On the train home, I relished our sudden encounter. It was, admittedly, rather awkward. Neither of us had expected to run into each other just a month after we last spoke. The randomness of the meeting reminded me of how we first met; back then we also happened to be at the right place at the right time. I think that the awkwardness did not just come from the randomness of the encounter, but also the mutual, unspoken knowledge of what happened between us last year. T's mate's presence helped to diffuse the awkwardness a little. Though I do believe that if not for her being around, my conversation with T would have been more heartfelt.

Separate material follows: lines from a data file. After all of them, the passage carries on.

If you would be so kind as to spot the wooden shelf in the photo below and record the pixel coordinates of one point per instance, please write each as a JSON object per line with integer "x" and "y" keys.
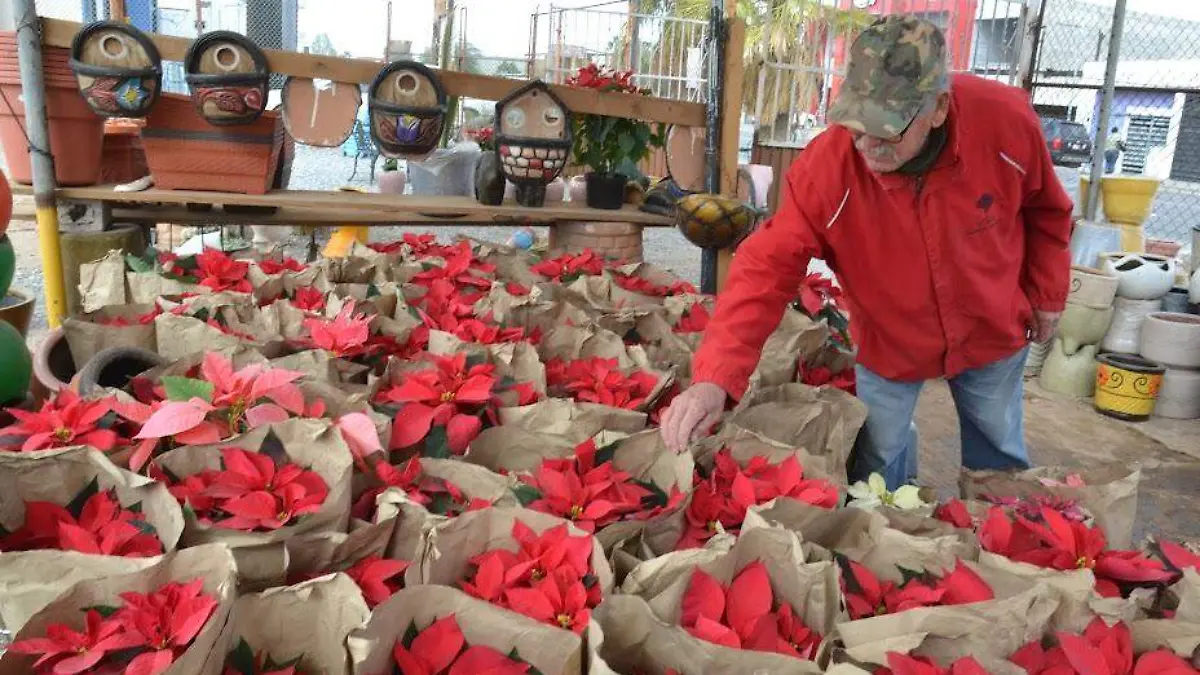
{"x": 304, "y": 207}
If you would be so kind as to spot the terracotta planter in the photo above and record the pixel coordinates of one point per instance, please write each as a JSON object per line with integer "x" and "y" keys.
{"x": 1073, "y": 375}
{"x": 1127, "y": 386}
{"x": 186, "y": 153}
{"x": 1171, "y": 339}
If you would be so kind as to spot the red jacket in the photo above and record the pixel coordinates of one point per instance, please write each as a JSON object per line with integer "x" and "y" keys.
{"x": 940, "y": 278}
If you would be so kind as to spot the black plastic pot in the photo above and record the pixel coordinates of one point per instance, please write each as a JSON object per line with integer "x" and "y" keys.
{"x": 606, "y": 190}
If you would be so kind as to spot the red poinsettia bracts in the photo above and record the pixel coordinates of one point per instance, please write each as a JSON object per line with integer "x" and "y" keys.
{"x": 549, "y": 578}
{"x": 95, "y": 524}
{"x": 219, "y": 272}
{"x": 869, "y": 596}
{"x": 720, "y": 500}
{"x": 745, "y": 615}
{"x": 587, "y": 490}
{"x": 600, "y": 381}
{"x": 286, "y": 263}
{"x": 1059, "y": 543}
{"x": 61, "y": 422}
{"x": 441, "y": 649}
{"x": 449, "y": 395}
{"x": 251, "y": 493}
{"x": 437, "y": 495}
{"x": 569, "y": 267}
{"x": 143, "y": 637}
{"x": 1101, "y": 650}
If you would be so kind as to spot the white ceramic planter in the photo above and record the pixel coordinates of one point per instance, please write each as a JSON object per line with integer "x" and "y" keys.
{"x": 1084, "y": 324}
{"x": 1073, "y": 375}
{"x": 1092, "y": 287}
{"x": 1171, "y": 339}
{"x": 1141, "y": 276}
{"x": 1125, "y": 330}
{"x": 1179, "y": 398}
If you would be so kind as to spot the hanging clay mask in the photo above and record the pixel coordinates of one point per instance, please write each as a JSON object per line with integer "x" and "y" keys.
{"x": 319, "y": 112}
{"x": 408, "y": 109}
{"x": 228, "y": 77}
{"x": 533, "y": 137}
{"x": 118, "y": 69}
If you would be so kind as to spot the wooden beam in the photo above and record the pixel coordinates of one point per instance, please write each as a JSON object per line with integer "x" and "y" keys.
{"x": 731, "y": 125}
{"x": 57, "y": 33}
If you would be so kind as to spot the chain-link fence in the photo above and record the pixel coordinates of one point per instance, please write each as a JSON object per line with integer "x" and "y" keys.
{"x": 1153, "y": 126}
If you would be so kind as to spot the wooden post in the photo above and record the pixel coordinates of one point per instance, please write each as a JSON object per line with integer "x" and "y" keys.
{"x": 731, "y": 124}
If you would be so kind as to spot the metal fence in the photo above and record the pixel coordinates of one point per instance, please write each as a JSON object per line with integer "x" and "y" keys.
{"x": 1155, "y": 119}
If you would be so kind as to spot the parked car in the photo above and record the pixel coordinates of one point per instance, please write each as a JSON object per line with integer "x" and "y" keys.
{"x": 1068, "y": 142}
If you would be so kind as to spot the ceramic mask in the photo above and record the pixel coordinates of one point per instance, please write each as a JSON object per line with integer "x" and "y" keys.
{"x": 228, "y": 77}
{"x": 533, "y": 135}
{"x": 321, "y": 112}
{"x": 118, "y": 69}
{"x": 408, "y": 108}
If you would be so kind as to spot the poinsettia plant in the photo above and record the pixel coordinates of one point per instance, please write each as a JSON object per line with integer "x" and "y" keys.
{"x": 249, "y": 493}
{"x": 94, "y": 521}
{"x": 549, "y": 578}
{"x": 745, "y": 615}
{"x": 1057, "y": 543}
{"x": 589, "y": 491}
{"x": 867, "y": 595}
{"x": 144, "y": 635}
{"x": 437, "y": 495}
{"x": 719, "y": 500}
{"x": 441, "y": 649}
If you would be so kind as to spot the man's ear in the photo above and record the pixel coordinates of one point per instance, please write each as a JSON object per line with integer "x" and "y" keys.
{"x": 941, "y": 111}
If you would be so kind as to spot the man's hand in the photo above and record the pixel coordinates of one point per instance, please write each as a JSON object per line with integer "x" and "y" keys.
{"x": 1045, "y": 327}
{"x": 693, "y": 414}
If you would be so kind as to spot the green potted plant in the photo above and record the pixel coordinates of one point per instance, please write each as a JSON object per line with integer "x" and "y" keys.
{"x": 611, "y": 147}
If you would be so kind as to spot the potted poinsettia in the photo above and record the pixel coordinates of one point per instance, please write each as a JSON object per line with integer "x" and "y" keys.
{"x": 611, "y": 147}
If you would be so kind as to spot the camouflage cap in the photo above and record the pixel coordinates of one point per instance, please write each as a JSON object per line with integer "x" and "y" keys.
{"x": 894, "y": 65}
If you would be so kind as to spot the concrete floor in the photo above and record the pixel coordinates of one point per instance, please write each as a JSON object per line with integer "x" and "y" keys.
{"x": 1065, "y": 431}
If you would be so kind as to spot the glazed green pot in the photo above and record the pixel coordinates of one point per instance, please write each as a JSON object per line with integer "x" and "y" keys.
{"x": 7, "y": 264}
{"x": 16, "y": 365}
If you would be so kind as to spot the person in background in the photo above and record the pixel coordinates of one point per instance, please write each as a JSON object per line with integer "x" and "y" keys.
{"x": 935, "y": 202}
{"x": 1113, "y": 149}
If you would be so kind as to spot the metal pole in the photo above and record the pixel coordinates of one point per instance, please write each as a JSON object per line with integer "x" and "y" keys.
{"x": 1102, "y": 133}
{"x": 29, "y": 48}
{"x": 713, "y": 131}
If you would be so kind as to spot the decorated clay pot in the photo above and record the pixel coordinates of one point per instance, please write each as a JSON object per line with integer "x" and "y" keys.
{"x": 118, "y": 69}
{"x": 533, "y": 136}
{"x": 1141, "y": 276}
{"x": 1127, "y": 386}
{"x": 1092, "y": 287}
{"x": 1083, "y": 324}
{"x": 408, "y": 109}
{"x": 1073, "y": 375}
{"x": 1125, "y": 330}
{"x": 1171, "y": 339}
{"x": 228, "y": 77}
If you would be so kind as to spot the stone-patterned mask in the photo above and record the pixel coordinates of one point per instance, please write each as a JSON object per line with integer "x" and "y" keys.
{"x": 408, "y": 109}
{"x": 118, "y": 69}
{"x": 533, "y": 135}
{"x": 228, "y": 77}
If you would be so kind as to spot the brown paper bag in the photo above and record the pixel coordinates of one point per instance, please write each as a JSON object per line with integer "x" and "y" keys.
{"x": 87, "y": 335}
{"x": 31, "y": 579}
{"x": 451, "y": 544}
{"x": 205, "y": 656}
{"x": 637, "y": 641}
{"x": 309, "y": 621}
{"x": 550, "y": 650}
{"x": 102, "y": 282}
{"x": 1109, "y": 493}
{"x": 312, "y": 443}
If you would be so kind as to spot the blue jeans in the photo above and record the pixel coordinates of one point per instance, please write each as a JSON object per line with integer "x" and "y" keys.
{"x": 991, "y": 420}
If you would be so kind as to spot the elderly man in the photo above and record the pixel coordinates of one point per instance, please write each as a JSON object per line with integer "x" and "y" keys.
{"x": 935, "y": 202}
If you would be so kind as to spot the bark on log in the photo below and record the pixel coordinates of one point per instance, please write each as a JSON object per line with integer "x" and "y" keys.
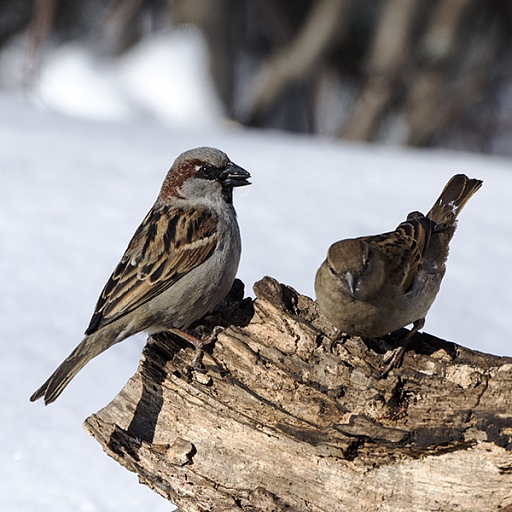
{"x": 291, "y": 416}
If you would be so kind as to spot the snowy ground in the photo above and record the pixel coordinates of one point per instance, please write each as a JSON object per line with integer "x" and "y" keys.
{"x": 74, "y": 190}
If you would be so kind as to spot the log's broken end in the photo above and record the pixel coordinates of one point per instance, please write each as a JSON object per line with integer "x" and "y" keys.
{"x": 290, "y": 415}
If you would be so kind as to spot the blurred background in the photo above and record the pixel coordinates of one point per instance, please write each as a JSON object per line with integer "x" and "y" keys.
{"x": 425, "y": 73}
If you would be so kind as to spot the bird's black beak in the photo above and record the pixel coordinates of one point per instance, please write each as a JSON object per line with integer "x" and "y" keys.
{"x": 234, "y": 176}
{"x": 350, "y": 282}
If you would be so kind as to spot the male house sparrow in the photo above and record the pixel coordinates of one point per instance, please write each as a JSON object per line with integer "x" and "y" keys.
{"x": 179, "y": 265}
{"x": 375, "y": 285}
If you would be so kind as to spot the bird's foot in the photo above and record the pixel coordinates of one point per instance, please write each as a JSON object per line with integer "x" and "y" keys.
{"x": 199, "y": 338}
{"x": 393, "y": 359}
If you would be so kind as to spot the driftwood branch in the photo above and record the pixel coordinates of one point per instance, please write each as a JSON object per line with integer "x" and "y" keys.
{"x": 291, "y": 416}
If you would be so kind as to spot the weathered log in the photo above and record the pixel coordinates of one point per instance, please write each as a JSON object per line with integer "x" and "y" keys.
{"x": 290, "y": 415}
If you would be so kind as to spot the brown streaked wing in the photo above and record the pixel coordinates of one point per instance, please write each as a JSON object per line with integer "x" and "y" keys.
{"x": 405, "y": 248}
{"x": 168, "y": 244}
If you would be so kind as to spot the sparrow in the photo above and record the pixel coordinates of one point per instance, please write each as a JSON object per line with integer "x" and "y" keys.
{"x": 375, "y": 285}
{"x": 179, "y": 265}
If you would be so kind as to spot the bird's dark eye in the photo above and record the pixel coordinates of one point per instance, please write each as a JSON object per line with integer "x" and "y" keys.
{"x": 207, "y": 172}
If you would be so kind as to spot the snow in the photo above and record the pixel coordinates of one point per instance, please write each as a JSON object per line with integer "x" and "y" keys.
{"x": 76, "y": 184}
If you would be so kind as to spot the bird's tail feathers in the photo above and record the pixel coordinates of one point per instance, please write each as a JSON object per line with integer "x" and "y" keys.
{"x": 453, "y": 198}
{"x": 91, "y": 346}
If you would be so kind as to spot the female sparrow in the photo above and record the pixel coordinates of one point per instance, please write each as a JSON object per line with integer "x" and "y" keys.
{"x": 179, "y": 265}
{"x": 375, "y": 285}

I told my best mate about my encounter with T and she asked an important question: how did I feel after that random encounter about meeting T again. I truthfully answered that as of now, I did not feel ready to have a one-on-one meeting with him very soon. I might need a few more months because I felt that I needed to be better myself first before  I could see him again. This was because the last time we met about three months ago, I was still feeling insecure about myself and how I related to other people, which was one reason why we ended up arguing. I wanted to avoid something like that happening again. Even though I am doing much better now than  last year, I realized that there are still some lingering vulnerabilities  and I need some more time to heal. I need to develop more self-love and self-compassion. I need more confidence and swag to deal with the challenges that life throws at me. Ultimately, I must care and love myself first, before I can properly care and love others.

I am very happy that I got a chance to meet T again this month. Despite the awkwardness, we could still laugh and have a happy, lighthearted conversation. It made me realize how much I miss him and still care for him. I would very much love another chance to have a meeting with him again, preferably one-on-one. First, though, I need to work on developing a better self.